Xinjiang, the homeland of the mostly Muslim Uighur ethnic minority - many of whom complain of discrimination and controls on their culture and religion - is often hit by deadly unrest.
China blames the violence on separatists but rights groups point to Beijing's own actions as a driver.
Mr Xu Hairong, the region's top anti-graft official, on Tuesday accused some local party members of participating in the unrest, pointing to a division in implementing Beijing's anti-separatist stance.
"Some communist cadres... even support or take part in violent terrorist attacks," Mr Xu said in the state-run China Discipline Inspection News.
He did not give details but added that some officials were "wavering on the big issues of opposing anti-separatism and maintaining ethnic unity".

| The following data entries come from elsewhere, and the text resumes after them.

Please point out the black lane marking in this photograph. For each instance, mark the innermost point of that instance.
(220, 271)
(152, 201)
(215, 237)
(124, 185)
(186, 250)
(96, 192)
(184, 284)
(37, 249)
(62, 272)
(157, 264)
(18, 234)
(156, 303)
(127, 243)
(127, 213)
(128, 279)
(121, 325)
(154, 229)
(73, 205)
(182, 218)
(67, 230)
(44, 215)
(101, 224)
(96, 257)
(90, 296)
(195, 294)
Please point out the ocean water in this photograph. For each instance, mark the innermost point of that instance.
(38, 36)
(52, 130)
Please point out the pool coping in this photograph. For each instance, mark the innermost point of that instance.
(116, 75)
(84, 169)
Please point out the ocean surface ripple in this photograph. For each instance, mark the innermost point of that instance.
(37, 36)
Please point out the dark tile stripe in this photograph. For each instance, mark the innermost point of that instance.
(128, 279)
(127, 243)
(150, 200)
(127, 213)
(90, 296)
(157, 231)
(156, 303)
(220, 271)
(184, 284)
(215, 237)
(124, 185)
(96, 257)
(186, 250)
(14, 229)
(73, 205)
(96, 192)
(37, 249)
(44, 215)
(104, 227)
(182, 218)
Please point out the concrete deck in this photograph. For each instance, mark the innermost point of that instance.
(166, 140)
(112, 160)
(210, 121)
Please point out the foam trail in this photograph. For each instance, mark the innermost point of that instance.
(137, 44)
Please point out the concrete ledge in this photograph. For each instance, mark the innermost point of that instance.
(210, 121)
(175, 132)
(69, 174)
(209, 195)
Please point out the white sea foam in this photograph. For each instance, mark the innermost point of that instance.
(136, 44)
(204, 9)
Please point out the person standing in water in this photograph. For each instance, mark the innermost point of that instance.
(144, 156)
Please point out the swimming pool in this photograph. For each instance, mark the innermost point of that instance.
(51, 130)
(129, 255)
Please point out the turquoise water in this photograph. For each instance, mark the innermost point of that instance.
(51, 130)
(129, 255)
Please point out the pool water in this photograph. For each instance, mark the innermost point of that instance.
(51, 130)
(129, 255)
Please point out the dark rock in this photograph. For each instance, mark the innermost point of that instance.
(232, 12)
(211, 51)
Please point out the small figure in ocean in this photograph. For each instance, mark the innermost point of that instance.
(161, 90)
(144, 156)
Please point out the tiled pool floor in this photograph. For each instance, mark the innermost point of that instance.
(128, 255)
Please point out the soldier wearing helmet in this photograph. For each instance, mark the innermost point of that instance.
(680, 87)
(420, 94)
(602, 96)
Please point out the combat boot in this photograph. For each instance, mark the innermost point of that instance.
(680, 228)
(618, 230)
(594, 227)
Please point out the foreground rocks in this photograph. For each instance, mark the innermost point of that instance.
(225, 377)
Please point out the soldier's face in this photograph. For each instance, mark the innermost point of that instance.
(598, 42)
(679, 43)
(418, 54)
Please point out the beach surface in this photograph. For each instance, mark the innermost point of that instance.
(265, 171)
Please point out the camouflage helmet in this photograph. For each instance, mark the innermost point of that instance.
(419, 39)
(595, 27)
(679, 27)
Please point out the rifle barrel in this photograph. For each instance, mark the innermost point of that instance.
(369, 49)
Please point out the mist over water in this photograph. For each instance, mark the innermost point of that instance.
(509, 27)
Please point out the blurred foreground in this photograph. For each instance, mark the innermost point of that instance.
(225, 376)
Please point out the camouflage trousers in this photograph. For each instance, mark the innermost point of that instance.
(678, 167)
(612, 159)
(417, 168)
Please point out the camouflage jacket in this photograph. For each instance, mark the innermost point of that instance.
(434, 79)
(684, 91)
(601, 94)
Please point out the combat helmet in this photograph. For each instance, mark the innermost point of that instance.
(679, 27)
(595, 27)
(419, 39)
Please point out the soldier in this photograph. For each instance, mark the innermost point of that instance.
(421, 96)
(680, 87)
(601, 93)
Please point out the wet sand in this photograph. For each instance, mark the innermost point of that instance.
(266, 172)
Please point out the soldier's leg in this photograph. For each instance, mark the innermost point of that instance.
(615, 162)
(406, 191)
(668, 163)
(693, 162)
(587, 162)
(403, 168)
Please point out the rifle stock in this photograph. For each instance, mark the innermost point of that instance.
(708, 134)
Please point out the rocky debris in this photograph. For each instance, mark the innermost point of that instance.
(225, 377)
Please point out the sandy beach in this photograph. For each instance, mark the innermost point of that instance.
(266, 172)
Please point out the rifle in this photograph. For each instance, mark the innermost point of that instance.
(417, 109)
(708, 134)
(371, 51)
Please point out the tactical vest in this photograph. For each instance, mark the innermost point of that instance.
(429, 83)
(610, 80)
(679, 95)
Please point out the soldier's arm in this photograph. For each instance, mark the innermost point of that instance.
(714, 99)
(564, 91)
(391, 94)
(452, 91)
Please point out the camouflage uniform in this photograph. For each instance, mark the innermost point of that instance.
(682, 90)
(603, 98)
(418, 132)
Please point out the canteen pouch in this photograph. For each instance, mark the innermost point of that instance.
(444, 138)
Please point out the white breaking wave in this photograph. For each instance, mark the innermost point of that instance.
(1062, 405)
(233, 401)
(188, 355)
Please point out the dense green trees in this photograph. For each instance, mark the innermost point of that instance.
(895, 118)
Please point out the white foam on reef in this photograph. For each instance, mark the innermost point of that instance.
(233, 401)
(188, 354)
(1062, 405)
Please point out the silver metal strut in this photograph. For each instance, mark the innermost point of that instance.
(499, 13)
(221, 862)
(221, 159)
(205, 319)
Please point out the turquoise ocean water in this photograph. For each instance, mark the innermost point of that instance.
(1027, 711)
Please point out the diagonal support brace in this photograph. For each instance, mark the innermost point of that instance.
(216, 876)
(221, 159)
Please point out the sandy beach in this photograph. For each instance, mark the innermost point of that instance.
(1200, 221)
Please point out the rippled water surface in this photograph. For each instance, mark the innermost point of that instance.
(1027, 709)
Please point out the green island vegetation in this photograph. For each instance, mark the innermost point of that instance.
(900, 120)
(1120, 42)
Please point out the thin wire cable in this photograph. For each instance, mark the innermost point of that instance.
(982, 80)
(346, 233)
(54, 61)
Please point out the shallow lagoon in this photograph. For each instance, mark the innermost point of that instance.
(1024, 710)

The article came days after the authorities said Chinese police had killed 28 members of a "terrorist group" in Xinjiang, in the bloodiest such operation in months.
It also came after the editor of the Xinjiang Daily, the CCP's mouthpiece in the region, was dismissed for what anti-graft officials said were offences, including publicly criticising party policies.
The authorities launched a "strike hard" campaign after a bomb rocked the main train station in the regional capital Urumqi last year as President Xi Jinping was wrapping up a visit to the city.
The crackdown, which has seen mass trials and multiple executions, has been condemned by human rights groups.
Xinjiang in China's far west is a resource-rich region abutting central Asia. The CCP is officially atheist and bans all of its officials - including Uighurs - from religious faith.
Schools and government offices annually attempt to stifle Ramadan fasting as part of the ban. But officials persist in religious beliefs despite the policy, Mr Xu said.